Prepare for Flu Season

This year, influenza is a sort of double-headed dragon. While concern about avian flu, which could potentially develop into a world-wide pandemic, is in all the papers, the more typical influenza is due to arrive in homes, schools and workplaces at about the same time winter does. The issue for most people is how to prepare for the flu season, while not overreacting to the more distant threat of a pandemic.

Dr. Ann Marie Kimball, director of the Asian Pacific Economic Cooperation Emerging Infections Network and professor of medicine and health services at the University of Washington, says avian flu, technically known as H5N1, is only a plane ride away.

"The most recent death from bird flu as we speak was diagnosed after the person died," Kimball says. "The laboratory work supporting the diagnosis was completed after the patient's death. If avian flu becomes more easily transmitted, it might be widely disseminated over the 10 days that we have to wait for serological results. This particular patient was an immigration agent at the Jakarta, Indonesia, airport."

Currently, though, H5N1 avian flu is not transmitted efficiently between people.

"Avian flu tends to be passed among close family groups," Kimball explains, "where there's been caretaking among family members. At this point, it's not very infectious."

In contrast, the garden-variety flu that we see every winter is highly infectious, as a case investigated by the Centers for Disease Control and Prevention illustrates.
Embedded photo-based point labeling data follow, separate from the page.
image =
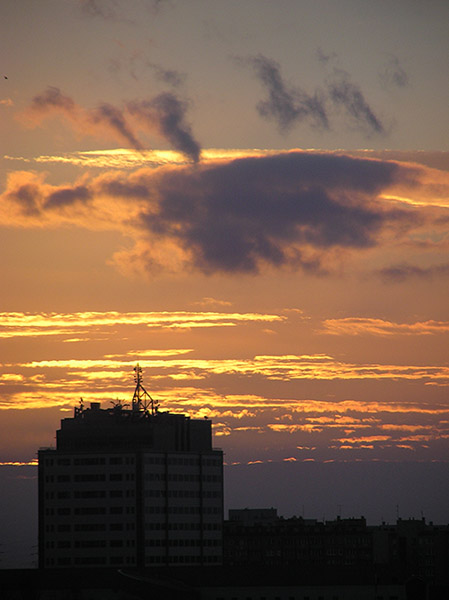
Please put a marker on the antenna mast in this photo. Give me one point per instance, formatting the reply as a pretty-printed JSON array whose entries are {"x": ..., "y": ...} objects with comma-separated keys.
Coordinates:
[{"x": 142, "y": 401}]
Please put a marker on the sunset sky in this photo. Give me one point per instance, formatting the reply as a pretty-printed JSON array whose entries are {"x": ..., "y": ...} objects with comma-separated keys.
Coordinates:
[{"x": 250, "y": 199}]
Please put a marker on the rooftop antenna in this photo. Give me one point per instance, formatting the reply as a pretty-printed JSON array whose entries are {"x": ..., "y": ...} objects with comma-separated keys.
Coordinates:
[{"x": 142, "y": 401}]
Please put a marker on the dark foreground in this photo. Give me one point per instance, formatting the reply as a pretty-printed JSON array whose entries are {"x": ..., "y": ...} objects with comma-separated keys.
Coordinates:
[{"x": 212, "y": 583}]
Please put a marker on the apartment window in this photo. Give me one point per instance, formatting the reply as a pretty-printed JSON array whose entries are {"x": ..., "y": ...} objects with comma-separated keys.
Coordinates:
[
  {"x": 90, "y": 494},
  {"x": 89, "y": 477},
  {"x": 91, "y": 460},
  {"x": 90, "y": 510}
]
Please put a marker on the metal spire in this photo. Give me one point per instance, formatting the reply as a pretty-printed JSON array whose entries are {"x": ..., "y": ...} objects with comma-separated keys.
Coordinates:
[{"x": 142, "y": 401}]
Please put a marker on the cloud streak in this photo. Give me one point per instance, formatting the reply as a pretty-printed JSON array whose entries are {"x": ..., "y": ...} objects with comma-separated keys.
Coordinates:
[
  {"x": 163, "y": 115},
  {"x": 302, "y": 210},
  {"x": 348, "y": 95},
  {"x": 286, "y": 105},
  {"x": 380, "y": 327}
]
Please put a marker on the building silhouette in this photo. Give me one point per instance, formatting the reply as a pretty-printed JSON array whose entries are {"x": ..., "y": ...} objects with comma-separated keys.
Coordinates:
[{"x": 130, "y": 487}]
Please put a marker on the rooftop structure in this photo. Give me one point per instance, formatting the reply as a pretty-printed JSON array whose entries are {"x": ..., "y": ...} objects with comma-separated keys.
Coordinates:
[{"x": 130, "y": 487}]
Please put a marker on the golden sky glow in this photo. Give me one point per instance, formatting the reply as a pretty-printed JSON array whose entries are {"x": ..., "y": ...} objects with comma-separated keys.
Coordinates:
[{"x": 235, "y": 225}]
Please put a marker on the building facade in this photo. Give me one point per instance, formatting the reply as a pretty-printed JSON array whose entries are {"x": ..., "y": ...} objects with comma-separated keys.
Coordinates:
[{"x": 130, "y": 488}]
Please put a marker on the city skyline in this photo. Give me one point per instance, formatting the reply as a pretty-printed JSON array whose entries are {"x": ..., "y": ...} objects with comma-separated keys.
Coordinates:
[{"x": 250, "y": 200}]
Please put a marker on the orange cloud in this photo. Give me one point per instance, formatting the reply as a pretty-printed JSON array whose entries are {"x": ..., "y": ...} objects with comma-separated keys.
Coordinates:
[{"x": 380, "y": 327}]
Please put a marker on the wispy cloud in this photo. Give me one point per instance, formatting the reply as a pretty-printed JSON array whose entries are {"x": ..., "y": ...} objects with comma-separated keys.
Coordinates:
[
  {"x": 166, "y": 114},
  {"x": 404, "y": 271},
  {"x": 286, "y": 105},
  {"x": 163, "y": 115},
  {"x": 302, "y": 210},
  {"x": 348, "y": 95},
  {"x": 393, "y": 74},
  {"x": 380, "y": 327},
  {"x": 67, "y": 324}
]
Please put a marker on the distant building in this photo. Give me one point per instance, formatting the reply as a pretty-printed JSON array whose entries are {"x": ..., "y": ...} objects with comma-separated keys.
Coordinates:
[
  {"x": 130, "y": 487},
  {"x": 342, "y": 549}
]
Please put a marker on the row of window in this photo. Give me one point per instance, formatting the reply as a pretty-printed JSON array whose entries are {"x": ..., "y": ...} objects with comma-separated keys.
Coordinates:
[
  {"x": 183, "y": 526},
  {"x": 86, "y": 494},
  {"x": 65, "y": 544},
  {"x": 65, "y": 561},
  {"x": 90, "y": 460},
  {"x": 184, "y": 510},
  {"x": 181, "y": 494},
  {"x": 178, "y": 460},
  {"x": 67, "y": 527},
  {"x": 182, "y": 543},
  {"x": 181, "y": 477},
  {"x": 182, "y": 559},
  {"x": 90, "y": 510},
  {"x": 83, "y": 477}
]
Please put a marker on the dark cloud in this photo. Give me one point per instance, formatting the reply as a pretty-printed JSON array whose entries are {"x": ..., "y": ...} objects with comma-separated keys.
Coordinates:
[
  {"x": 325, "y": 58},
  {"x": 52, "y": 98},
  {"x": 348, "y": 95},
  {"x": 287, "y": 209},
  {"x": 27, "y": 197},
  {"x": 169, "y": 76},
  {"x": 114, "y": 118},
  {"x": 393, "y": 75},
  {"x": 68, "y": 196},
  {"x": 402, "y": 272},
  {"x": 286, "y": 105},
  {"x": 303, "y": 210},
  {"x": 165, "y": 115},
  {"x": 166, "y": 112},
  {"x": 105, "y": 9}
]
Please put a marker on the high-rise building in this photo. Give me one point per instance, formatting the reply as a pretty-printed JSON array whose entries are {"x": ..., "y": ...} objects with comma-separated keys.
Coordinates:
[{"x": 131, "y": 487}]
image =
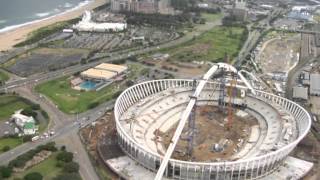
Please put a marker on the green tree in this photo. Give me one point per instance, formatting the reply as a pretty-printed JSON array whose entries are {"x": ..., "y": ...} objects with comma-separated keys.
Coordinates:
[
  {"x": 33, "y": 176},
  {"x": 68, "y": 176},
  {"x": 5, "y": 171},
  {"x": 65, "y": 156},
  {"x": 6, "y": 148},
  {"x": 71, "y": 167}
]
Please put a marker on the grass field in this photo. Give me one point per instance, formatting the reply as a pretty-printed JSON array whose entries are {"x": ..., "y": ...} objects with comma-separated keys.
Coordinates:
[
  {"x": 46, "y": 168},
  {"x": 213, "y": 45},
  {"x": 3, "y": 76},
  {"x": 73, "y": 101},
  {"x": 211, "y": 17},
  {"x": 11, "y": 103},
  {"x": 11, "y": 142}
]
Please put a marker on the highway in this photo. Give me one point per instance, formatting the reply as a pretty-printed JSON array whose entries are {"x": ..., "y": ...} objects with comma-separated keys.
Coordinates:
[
  {"x": 68, "y": 132},
  {"x": 66, "y": 126}
]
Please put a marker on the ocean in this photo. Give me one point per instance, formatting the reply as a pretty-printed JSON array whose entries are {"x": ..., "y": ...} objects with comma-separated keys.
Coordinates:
[{"x": 16, "y": 13}]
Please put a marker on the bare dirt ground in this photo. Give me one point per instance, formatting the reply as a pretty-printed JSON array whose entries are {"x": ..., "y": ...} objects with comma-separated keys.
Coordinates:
[
  {"x": 280, "y": 54},
  {"x": 309, "y": 150},
  {"x": 99, "y": 135},
  {"x": 211, "y": 128}
]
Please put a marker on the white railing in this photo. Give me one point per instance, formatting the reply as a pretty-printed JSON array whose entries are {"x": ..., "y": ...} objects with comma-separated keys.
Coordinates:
[{"x": 250, "y": 168}]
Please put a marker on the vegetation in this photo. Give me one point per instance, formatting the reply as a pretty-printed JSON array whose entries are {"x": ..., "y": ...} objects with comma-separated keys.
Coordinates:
[
  {"x": 43, "y": 32},
  {"x": 215, "y": 45},
  {"x": 50, "y": 168},
  {"x": 211, "y": 17},
  {"x": 7, "y": 143},
  {"x": 157, "y": 19},
  {"x": 71, "y": 101},
  {"x": 65, "y": 156},
  {"x": 33, "y": 176},
  {"x": 11, "y": 103},
  {"x": 3, "y": 77}
]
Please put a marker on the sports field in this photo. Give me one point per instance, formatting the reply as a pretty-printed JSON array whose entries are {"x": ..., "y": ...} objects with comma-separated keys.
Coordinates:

Kimball recalls that a single person ill with the flu was on an airliner.

"The captain turned off the ventilation system to save money while the plane was waiting on the tarmac for takeoff," Kimball says. "Sixty percent of the passengers on that plane developed the flu from that exposure."

She adds that we lose about 30,000 people a year to annual flu bouts, and that it is particularly dangerous to the elderly.

"The mortality of the 1918 flu pandemic, which was an avian flu, is estimated at 40 million people," Kimball says. "The question is, how many of those deaths were due to the influenza virus itself, and how many were due to other bacterial agents that were superimposed on the flu infections, and that we could now treat successfully? Perhaps medical advances will mitigate a lot of that really high mortality."

What should you be doing to prepare for flu season?

Kimball has some practical advice:

  • Learn about influenza's symptoms. Fever, chills, aching muscles, fatigue and a dry cough are typical.

  • Wash your hands frequently. Kimball adds, "This is always important, but especially so during flu season, since the virus is so communicable."

  • Cover your mouth when you cough or sneeze.

  • Make sure that you get plenty of sleep and stick with a healthy diet.

  • Get a flu shot as soon as they become available in your community.

  • If members of your family are medically fragile, talk to your health care provider about a prescription for Tamiflu, a medication that has been shown effective against influenza if it is taken at the onset of symptoms.